His argument is that forks dilute the value of the original currency. He mentions the 19 forks of Bitcoin in 2017 as an example.
#2 – Trust
With cryptocurrency, Carstens argues, no individual or institution is liable, and “concentration of their ownership, could make them even less trustworthy.” He accuses them of piggybacking “on the same institutional infrastructure that serves the overall financial system and on the trust that it provides.”
#3 – Inefficiency
Carsten says that volatility makes cryptocurrency a poor means of payment and “a crazy way to store value”, and the amount of electricity needed to run a blockchain means that “DLT-based systems are very expensive to run and slower and much less efficient to operate than conventional payment and settlement systems.”
Thus, the only real value that Carstens can see is the capacity for use in illegality: “There is a strong case for policy intervention.”
Conclusion
“While not fully immune from the temptation to cheat, central banks as an institution are hard to beat in terms of safeguarding society’s economic and political interest in a stable currency.”
Carstens argues that it is imperative that central banks act pre-preemptively “to safeguard payment systems”, because although the cryptocurrency-based economy is at the present time relatively small, it could grow to “become a threat to financial stability.”
He considers it “alarming” that some banks offer Bitcoin ATMs, because in his opinion Bitcoin is masquerading as a currency while relying “on the oxygen provided by the connection to standard means of payments and trading apps that link users to conventional bank accounts.”
Questionable history
The BIS is often called the ‘central bank of central banks’. It has quite a history – established in 1930 by the victorious nations of the First World War, its original purpose was to facilitate German reperations as stipulated in the Treaty of Versaille. This purpose didn’t last for long, because Germany by that time was in no state to continue paying.
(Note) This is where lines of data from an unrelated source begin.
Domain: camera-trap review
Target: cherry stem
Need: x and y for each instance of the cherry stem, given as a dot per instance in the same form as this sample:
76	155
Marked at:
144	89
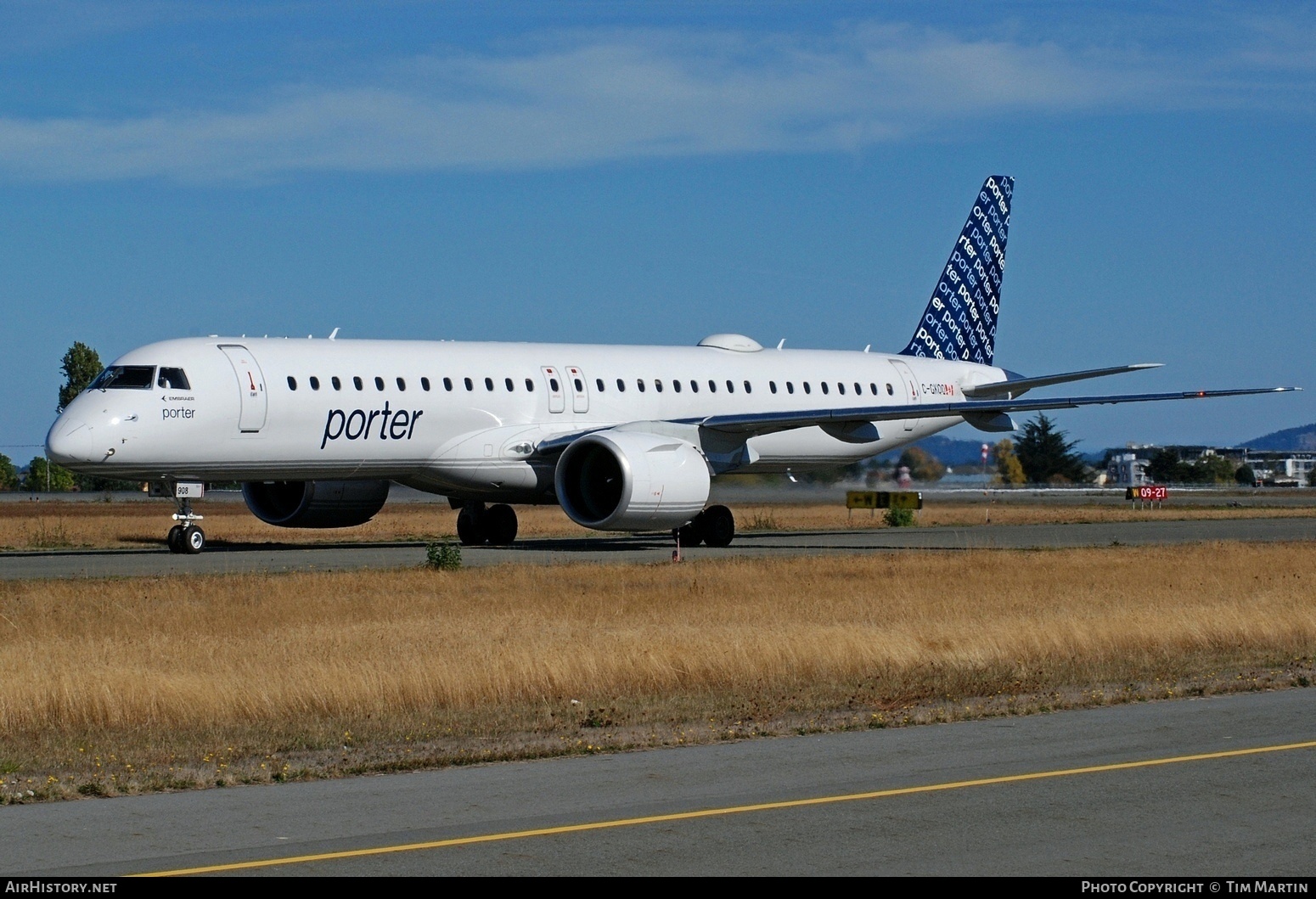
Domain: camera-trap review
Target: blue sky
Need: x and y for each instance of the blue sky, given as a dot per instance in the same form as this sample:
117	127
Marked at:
657	171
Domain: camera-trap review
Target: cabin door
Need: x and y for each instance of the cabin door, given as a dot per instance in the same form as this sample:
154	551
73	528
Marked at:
557	396
250	387
579	390
912	395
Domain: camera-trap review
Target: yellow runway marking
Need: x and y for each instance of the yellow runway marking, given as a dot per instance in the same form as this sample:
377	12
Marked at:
716	812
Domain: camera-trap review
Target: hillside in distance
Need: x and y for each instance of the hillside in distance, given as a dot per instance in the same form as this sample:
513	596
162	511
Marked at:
1290	440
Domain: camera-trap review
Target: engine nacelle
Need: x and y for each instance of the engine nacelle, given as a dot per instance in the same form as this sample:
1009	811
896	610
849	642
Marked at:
631	480
315	503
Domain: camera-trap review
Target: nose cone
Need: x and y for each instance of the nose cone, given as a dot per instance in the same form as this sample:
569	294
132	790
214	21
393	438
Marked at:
71	442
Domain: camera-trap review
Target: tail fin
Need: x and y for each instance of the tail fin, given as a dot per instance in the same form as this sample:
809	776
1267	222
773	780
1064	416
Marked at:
959	323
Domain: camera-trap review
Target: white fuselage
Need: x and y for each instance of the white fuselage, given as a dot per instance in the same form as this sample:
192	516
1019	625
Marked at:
468	419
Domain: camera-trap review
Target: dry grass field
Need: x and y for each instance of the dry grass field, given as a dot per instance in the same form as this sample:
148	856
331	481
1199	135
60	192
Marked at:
53	524
146	683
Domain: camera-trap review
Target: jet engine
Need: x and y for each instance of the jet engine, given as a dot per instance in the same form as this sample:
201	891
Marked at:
631	480
315	503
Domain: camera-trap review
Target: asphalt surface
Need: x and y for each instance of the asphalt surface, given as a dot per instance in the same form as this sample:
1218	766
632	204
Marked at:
653	548
1111	791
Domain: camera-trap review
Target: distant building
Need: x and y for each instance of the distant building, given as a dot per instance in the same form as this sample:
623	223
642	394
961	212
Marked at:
1127	470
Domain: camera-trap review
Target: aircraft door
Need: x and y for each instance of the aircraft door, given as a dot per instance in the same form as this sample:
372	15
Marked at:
579	390
557	398
250	387
912	396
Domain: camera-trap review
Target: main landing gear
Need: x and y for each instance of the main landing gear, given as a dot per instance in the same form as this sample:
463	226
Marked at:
494	525
713	526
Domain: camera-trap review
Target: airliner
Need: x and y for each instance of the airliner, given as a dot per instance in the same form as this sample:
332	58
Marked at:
621	437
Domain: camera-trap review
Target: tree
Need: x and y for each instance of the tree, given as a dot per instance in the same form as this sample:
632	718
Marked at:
1047	457
8	474
81	366
59	480
1009	469
921	464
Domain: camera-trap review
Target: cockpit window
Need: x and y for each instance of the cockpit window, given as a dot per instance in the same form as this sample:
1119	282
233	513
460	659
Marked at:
172	379
124	377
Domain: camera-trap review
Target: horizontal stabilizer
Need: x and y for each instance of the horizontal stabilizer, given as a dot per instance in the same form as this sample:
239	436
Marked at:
1016	385
766	423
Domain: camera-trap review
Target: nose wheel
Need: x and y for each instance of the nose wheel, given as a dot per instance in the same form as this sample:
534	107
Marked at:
186	537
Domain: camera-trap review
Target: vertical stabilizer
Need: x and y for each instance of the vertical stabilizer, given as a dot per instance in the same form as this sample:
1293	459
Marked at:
959	323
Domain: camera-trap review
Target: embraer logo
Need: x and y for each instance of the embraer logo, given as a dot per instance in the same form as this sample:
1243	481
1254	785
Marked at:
358	424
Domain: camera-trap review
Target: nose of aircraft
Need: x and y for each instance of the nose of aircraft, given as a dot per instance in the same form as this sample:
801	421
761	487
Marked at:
71	441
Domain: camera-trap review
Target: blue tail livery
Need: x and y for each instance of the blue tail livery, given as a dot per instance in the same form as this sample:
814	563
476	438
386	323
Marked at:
959	322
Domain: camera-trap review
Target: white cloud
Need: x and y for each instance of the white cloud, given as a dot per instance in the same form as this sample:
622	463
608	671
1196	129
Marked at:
605	95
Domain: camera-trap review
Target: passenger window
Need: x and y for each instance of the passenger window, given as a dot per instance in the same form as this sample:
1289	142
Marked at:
172	379
126	377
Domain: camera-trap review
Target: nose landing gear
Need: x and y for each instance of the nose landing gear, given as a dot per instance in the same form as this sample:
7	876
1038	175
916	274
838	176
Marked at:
184	536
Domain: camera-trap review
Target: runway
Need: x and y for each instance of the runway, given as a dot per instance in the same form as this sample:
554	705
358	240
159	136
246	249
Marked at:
1213	787
641	549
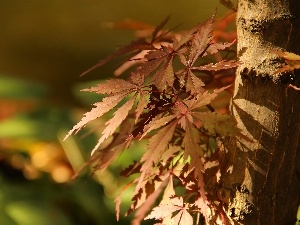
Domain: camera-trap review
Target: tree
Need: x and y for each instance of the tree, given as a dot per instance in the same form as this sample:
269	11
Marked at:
249	177
267	170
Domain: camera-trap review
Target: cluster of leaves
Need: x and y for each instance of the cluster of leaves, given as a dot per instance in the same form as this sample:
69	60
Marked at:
166	103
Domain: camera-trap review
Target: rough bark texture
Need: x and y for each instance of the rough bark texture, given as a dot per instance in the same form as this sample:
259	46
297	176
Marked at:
263	184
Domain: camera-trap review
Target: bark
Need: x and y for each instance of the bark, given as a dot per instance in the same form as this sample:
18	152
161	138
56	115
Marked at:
260	181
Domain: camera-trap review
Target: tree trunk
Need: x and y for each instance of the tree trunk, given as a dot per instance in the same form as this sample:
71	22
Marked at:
263	184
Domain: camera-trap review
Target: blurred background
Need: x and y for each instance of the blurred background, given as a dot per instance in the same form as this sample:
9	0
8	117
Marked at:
44	47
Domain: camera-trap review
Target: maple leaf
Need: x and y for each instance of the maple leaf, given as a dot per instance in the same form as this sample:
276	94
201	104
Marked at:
156	146
156	123
115	122
102	107
142	104
222	65
165	210
112	86
194	84
203	99
150	200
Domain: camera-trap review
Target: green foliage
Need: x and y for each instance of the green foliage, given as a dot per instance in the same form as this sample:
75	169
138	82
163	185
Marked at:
168	104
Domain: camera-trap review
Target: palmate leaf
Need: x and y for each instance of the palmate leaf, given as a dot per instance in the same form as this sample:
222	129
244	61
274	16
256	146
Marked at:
222	65
115	122
164	77
112	86
164	210
203	99
102	107
156	146
156	123
142	104
194	84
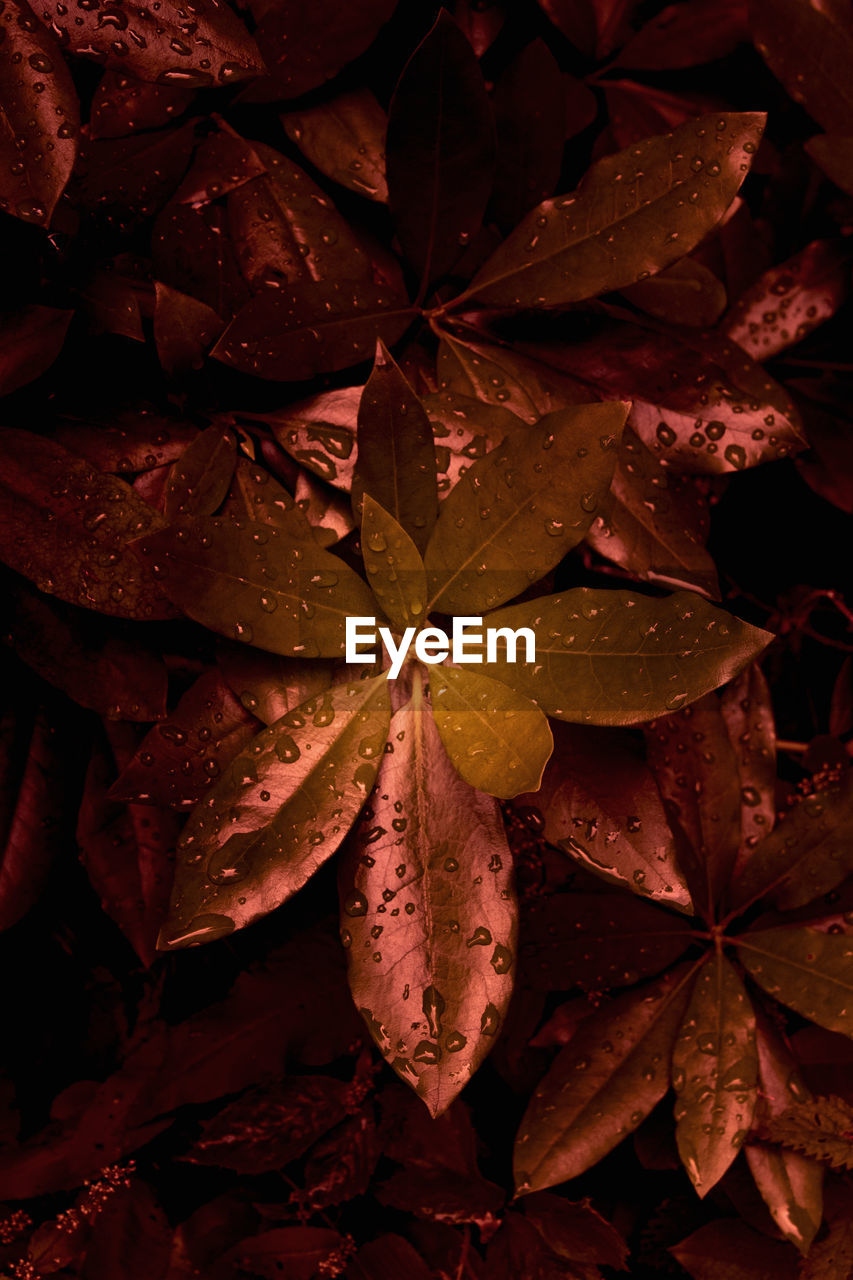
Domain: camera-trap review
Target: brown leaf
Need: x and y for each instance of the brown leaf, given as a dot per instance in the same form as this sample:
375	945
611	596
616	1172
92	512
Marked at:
428	914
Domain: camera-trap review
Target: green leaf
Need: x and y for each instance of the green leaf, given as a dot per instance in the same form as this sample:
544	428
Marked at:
429	914
790	1185
395	568
810	48
67	528
439	150
396	462
602	1084
634	213
251	583
200	479
715	1068
498	740
807	854
619	658
516	512
806	969
279	810
600	803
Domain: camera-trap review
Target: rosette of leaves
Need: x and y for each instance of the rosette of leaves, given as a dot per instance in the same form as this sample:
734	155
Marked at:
701	999
428	903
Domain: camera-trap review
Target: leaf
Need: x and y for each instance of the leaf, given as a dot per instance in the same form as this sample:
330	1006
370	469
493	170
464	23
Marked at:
395	570
254	584
211	48
715	1069
687	292
729	1249
109	672
199	481
181	758
790	300
597	941
428	915
516	512
820	1128
306	46
39	109
698	402
305	329
279	810
808	853
31	339
616	658
789	1184
439	151
616	228
345	140
808	48
183	329
748	716
498	741
602	1084
396	460
806	969
833	152
655	522
267	1128
680	36
529	104
67	528
696	769
600	803
123	104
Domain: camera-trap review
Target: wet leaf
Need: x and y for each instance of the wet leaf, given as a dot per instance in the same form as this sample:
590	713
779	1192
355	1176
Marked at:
305	46
633	214
729	1249
498	741
617	658
806	969
199	481
279	810
396	460
255	584
30	342
655	522
790	300
789	1183
529	104
123	104
106	671
808	48
600	803
395	568
181	758
293	333
211	48
597	941
602	1084
715	1069
40	109
439	150
804	855
428	915
67	528
696	769
516	512
345	140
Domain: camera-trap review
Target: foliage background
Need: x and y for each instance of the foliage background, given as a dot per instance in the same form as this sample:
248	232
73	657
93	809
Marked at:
231	1092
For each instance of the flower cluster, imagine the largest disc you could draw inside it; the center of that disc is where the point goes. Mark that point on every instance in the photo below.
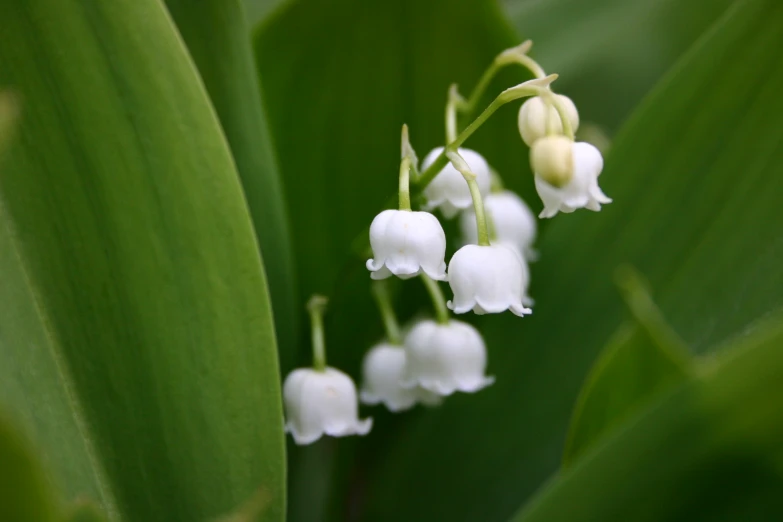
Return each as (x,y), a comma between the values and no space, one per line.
(488,274)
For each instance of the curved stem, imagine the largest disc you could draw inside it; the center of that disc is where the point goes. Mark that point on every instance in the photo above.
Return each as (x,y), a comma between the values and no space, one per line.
(404,190)
(451,113)
(478,91)
(316,307)
(528,88)
(438,301)
(380,292)
(531,65)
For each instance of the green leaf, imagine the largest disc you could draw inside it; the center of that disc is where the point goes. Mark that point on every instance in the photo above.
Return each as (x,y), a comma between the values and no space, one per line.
(219,42)
(136,331)
(85,511)
(8,115)
(610,53)
(711,449)
(25,495)
(641,361)
(695,176)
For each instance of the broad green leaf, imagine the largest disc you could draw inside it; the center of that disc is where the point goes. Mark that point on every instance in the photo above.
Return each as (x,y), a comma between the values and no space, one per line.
(611,52)
(695,176)
(136,333)
(219,42)
(641,361)
(8,115)
(712,449)
(340,78)
(257,10)
(25,494)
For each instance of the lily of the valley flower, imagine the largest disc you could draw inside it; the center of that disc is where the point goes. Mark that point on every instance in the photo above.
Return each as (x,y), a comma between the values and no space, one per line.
(448,190)
(406,243)
(488,279)
(533,116)
(383,370)
(566,175)
(512,222)
(445,358)
(321,402)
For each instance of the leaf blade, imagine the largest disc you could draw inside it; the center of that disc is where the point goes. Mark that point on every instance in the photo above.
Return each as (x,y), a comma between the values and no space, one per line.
(144,257)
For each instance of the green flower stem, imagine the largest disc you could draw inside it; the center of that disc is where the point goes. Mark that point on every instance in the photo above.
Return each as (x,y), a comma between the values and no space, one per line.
(478,203)
(316,307)
(454,100)
(550,98)
(438,301)
(405,192)
(478,208)
(530,64)
(495,182)
(380,292)
(531,88)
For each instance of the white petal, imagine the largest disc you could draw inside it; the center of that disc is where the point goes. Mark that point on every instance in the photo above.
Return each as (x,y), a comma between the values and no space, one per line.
(445,358)
(582,191)
(320,403)
(382,372)
(487,279)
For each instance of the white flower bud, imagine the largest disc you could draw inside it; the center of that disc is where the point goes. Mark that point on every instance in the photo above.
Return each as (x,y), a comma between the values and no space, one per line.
(449,191)
(532,118)
(551,158)
(319,403)
(445,358)
(406,243)
(582,191)
(488,279)
(383,370)
(512,222)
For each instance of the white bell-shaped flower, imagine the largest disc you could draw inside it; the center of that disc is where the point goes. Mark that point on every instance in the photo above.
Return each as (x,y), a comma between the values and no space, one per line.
(321,402)
(533,116)
(488,279)
(513,223)
(575,167)
(383,370)
(445,358)
(449,191)
(406,243)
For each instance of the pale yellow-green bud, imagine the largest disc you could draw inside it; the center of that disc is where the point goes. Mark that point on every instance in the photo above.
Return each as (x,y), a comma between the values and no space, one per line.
(551,158)
(533,116)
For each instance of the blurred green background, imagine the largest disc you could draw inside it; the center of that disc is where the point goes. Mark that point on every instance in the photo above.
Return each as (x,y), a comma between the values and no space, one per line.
(179,177)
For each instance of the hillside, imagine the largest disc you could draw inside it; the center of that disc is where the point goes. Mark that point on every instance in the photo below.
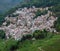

During the Second World War, the bank was supposed to be neutral. However prominent Nazis and German industrialists sat on its managing board and it was a great help to Nazi Germany, processing the state’s plundered loot. As a result of this the bank was marked for liquidiation by the unimpressed Allied powers after the war. However this didn’t happen, and the bank took on the new role of maintaining international currency convertibility.
Since the 1970s, its mandate has been to maintain international financial stability. It provides banking services to institutions such as the European Central Bank and Federal Reserve from its base in Basel.